Alberto Ascari (July 13, 1918 - May 26, 1955) was one of Formula One's first stars and the first great Ferrari driver.

Born in Milan, Italy, Ascari had racing in his blood, as his father Antonio Ascari was a talented Grand Prix motor racing star in the 1920s, racing Alfa Romeos. Antonio was killed while leading the French Grand Prix in 1925 but the younger Ascari had interest in racing in spite of it. He raced motorcycles in his earlier years; it was after he entered the prestigious Mille Miglia in a Ferrari sports car that he eventually started racing on four wheels regularly.

His racing career was interrupted by World War II, after which he began racing in Grands Prix with Maserati. His teammate was Luigi Villoresi, who would become a mentor and friend of Alberto's. He won his first Grand Prix race in San Remo, Italy in 1948 and won another race with the team the following year. His biggest success came after he joined Villoresi on the Ferrari team; he won three more races that year with them.

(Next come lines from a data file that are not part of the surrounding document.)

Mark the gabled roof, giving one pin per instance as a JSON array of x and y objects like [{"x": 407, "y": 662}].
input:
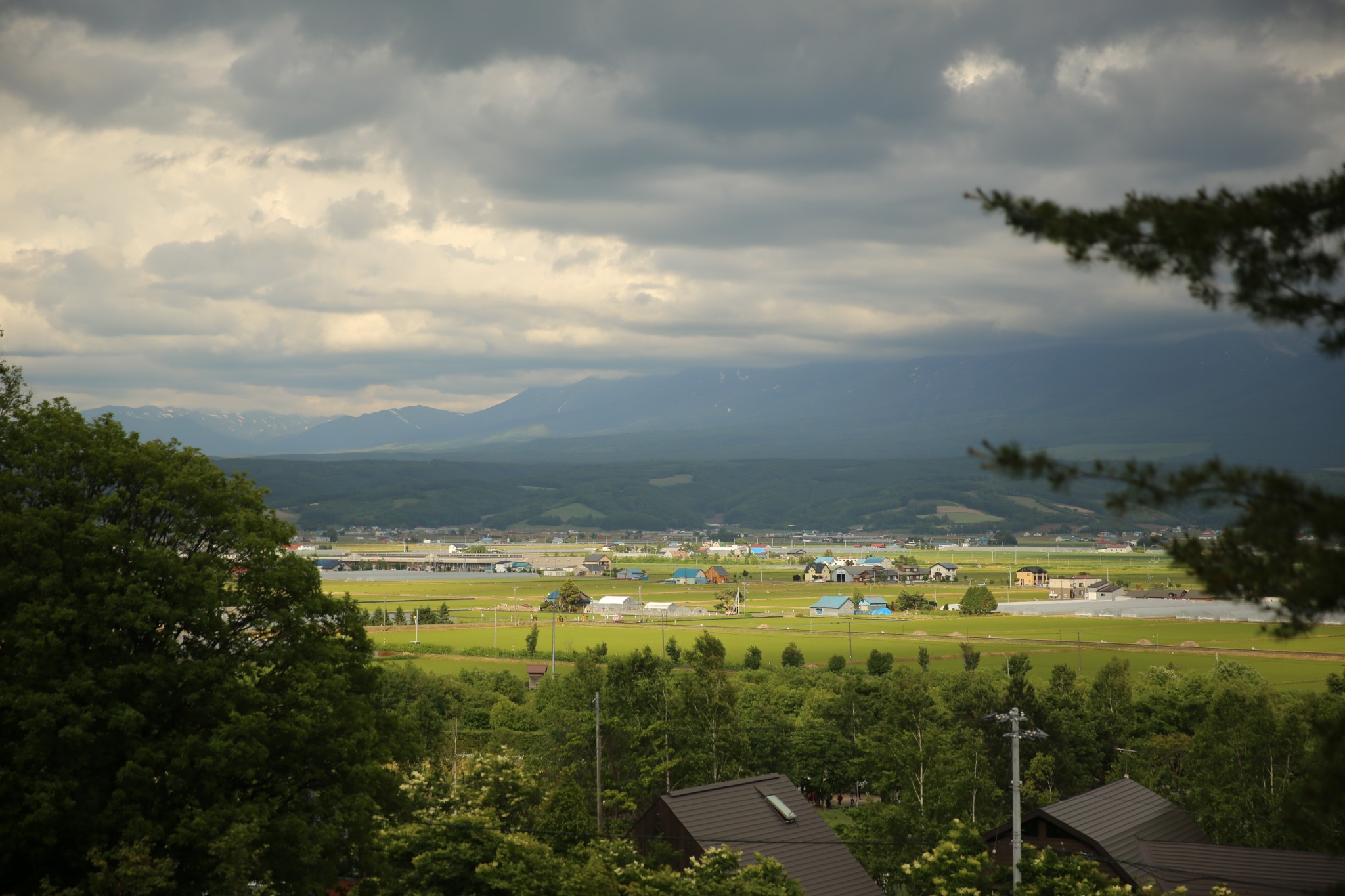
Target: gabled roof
[
  {"x": 1246, "y": 871},
  {"x": 1115, "y": 819},
  {"x": 736, "y": 813}
]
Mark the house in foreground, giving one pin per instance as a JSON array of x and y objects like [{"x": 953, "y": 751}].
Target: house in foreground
[
  {"x": 613, "y": 605},
  {"x": 764, "y": 815},
  {"x": 1139, "y": 839},
  {"x": 1032, "y": 575}
]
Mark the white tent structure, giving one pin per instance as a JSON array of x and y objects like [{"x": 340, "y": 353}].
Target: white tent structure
[
  {"x": 671, "y": 609},
  {"x": 613, "y": 605}
]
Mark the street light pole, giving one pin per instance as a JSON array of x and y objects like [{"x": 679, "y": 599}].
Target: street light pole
[{"x": 1015, "y": 735}]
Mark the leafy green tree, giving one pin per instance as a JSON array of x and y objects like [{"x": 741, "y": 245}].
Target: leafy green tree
[
  {"x": 569, "y": 597},
  {"x": 880, "y": 664},
  {"x": 213, "y": 710},
  {"x": 708, "y": 651},
  {"x": 914, "y": 602},
  {"x": 978, "y": 601},
  {"x": 959, "y": 865},
  {"x": 1275, "y": 254}
]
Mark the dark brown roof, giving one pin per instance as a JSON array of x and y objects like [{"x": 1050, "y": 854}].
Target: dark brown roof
[
  {"x": 1115, "y": 819},
  {"x": 1248, "y": 872},
  {"x": 738, "y": 813}
]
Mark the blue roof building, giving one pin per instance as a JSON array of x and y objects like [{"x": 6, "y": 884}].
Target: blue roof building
[{"x": 833, "y": 605}]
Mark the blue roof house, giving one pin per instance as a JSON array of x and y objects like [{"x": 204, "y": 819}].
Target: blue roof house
[
  {"x": 834, "y": 605},
  {"x": 688, "y": 575}
]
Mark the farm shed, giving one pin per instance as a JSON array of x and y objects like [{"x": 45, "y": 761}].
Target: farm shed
[
  {"x": 688, "y": 575},
  {"x": 1139, "y": 837}
]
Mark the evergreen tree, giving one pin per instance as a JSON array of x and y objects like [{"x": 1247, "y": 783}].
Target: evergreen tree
[
  {"x": 173, "y": 647},
  {"x": 1274, "y": 253}
]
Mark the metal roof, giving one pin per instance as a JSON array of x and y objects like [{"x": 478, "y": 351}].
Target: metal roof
[
  {"x": 738, "y": 813},
  {"x": 1114, "y": 816},
  {"x": 1246, "y": 871}
]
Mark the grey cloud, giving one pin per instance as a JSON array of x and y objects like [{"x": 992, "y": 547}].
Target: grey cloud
[
  {"x": 359, "y": 215},
  {"x": 229, "y": 267}
]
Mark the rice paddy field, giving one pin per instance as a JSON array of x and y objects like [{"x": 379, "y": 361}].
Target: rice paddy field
[{"x": 499, "y": 613}]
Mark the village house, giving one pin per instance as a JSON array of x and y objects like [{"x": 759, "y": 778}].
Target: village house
[{"x": 1032, "y": 575}]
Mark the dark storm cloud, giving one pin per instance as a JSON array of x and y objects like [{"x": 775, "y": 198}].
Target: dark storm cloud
[{"x": 619, "y": 186}]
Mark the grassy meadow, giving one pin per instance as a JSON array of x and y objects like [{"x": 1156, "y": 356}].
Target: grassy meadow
[{"x": 496, "y": 613}]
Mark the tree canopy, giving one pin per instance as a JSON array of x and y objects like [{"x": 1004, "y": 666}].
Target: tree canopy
[
  {"x": 177, "y": 694},
  {"x": 1275, "y": 254}
]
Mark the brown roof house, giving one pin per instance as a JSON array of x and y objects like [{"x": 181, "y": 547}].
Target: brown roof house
[
  {"x": 1142, "y": 839},
  {"x": 764, "y": 815}
]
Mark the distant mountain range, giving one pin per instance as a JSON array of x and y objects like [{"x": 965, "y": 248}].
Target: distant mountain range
[{"x": 1241, "y": 394}]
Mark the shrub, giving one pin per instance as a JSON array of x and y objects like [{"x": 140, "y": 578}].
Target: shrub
[{"x": 978, "y": 601}]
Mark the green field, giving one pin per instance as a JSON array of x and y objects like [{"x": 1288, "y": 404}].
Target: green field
[
  {"x": 779, "y": 605},
  {"x": 821, "y": 641}
]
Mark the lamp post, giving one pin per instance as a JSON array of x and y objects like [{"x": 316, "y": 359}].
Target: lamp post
[{"x": 1015, "y": 735}]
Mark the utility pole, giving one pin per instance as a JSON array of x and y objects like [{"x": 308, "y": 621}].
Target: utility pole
[
  {"x": 1015, "y": 735},
  {"x": 598, "y": 756}
]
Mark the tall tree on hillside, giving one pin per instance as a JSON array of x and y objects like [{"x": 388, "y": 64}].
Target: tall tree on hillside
[
  {"x": 1274, "y": 253},
  {"x": 177, "y": 695}
]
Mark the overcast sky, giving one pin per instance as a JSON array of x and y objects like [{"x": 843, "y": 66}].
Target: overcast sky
[{"x": 331, "y": 206}]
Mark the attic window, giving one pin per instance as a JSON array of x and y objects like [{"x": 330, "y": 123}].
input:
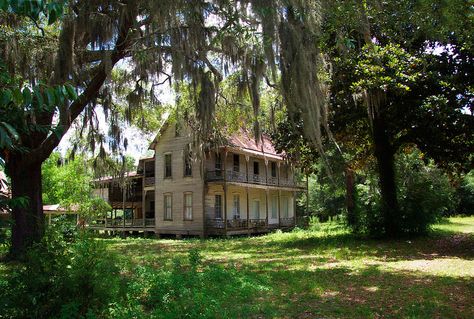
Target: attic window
[
  {"x": 177, "y": 129},
  {"x": 236, "y": 163}
]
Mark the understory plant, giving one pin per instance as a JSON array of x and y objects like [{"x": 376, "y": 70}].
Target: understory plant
[{"x": 424, "y": 195}]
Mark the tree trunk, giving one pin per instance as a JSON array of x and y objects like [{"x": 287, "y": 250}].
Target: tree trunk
[
  {"x": 385, "y": 155},
  {"x": 28, "y": 220},
  {"x": 350, "y": 197}
]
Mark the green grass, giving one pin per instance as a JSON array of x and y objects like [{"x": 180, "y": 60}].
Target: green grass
[
  {"x": 321, "y": 273},
  {"x": 331, "y": 274}
]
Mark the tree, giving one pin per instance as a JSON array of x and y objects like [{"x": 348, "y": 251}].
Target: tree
[{"x": 411, "y": 95}]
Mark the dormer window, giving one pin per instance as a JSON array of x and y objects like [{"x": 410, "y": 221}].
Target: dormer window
[
  {"x": 167, "y": 165},
  {"x": 256, "y": 168},
  {"x": 188, "y": 168},
  {"x": 236, "y": 163},
  {"x": 273, "y": 168},
  {"x": 177, "y": 129}
]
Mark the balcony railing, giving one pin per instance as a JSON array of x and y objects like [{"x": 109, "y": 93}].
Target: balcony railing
[
  {"x": 120, "y": 223},
  {"x": 254, "y": 223},
  {"x": 242, "y": 177},
  {"x": 149, "y": 181},
  {"x": 287, "y": 222}
]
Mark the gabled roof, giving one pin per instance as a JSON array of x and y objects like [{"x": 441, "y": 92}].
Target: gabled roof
[
  {"x": 244, "y": 141},
  {"x": 241, "y": 140}
]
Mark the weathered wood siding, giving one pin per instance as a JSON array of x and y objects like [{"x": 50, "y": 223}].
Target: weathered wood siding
[
  {"x": 177, "y": 185},
  {"x": 254, "y": 195}
]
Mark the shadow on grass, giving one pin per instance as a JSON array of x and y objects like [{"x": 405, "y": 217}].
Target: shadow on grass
[{"x": 345, "y": 293}]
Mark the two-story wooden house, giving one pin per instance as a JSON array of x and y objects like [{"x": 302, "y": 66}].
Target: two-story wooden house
[{"x": 242, "y": 187}]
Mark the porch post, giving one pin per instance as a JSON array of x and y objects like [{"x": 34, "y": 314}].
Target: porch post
[
  {"x": 248, "y": 211},
  {"x": 266, "y": 206},
  {"x": 279, "y": 206},
  {"x": 294, "y": 208},
  {"x": 266, "y": 171},
  {"x": 225, "y": 207},
  {"x": 225, "y": 193},
  {"x": 144, "y": 205},
  {"x": 247, "y": 159}
]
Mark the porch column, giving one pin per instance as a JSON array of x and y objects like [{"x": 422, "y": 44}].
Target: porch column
[
  {"x": 278, "y": 173},
  {"x": 279, "y": 215},
  {"x": 225, "y": 207},
  {"x": 266, "y": 206},
  {"x": 266, "y": 171},
  {"x": 248, "y": 210},
  {"x": 247, "y": 159},
  {"x": 294, "y": 208},
  {"x": 144, "y": 204},
  {"x": 225, "y": 192}
]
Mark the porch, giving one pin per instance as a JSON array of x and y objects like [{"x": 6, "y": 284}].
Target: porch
[
  {"x": 233, "y": 210},
  {"x": 218, "y": 226}
]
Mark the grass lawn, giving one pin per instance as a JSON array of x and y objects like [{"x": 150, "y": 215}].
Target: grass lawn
[{"x": 327, "y": 273}]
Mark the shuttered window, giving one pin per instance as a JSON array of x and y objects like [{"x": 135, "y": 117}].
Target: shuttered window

The first official Formula One season took place in 1950, and the Ferrari team made its debut at Monte Carlo with Ascari, Villoresi, and popular French driver Raymond Sommer on the team. Ascari finished 2nd in that race and later in the year shared a 2nd place at F1's first race in Monza. He was only 5th in the championship standings however. He would win his first Formula 1 race the following season on the Nurburgring circuit and added a win at Monza to boot, finishing runner up to Juan Manuel Fangio.

With success in Europe, Enzo Ferrari supplied a car for Alberto in the Indianapolis 500, at the time an F1 event, in 1952. Ascari was the only European driver to race at Indy in its 11 years on the Formula One schedule, but his day ended after 40 laps with internal favors. As it would turn out, that would be the only time he would not win an F1 race that season. Ascari's Ferrari dominated 1952, winning all six races in Europe that season and recording the fastest lap in each race. He nearly scored the maximum amount of points a driver could earn, but drivers were given points for fastest laps at the time, and he had to share a half point with another driver in one race.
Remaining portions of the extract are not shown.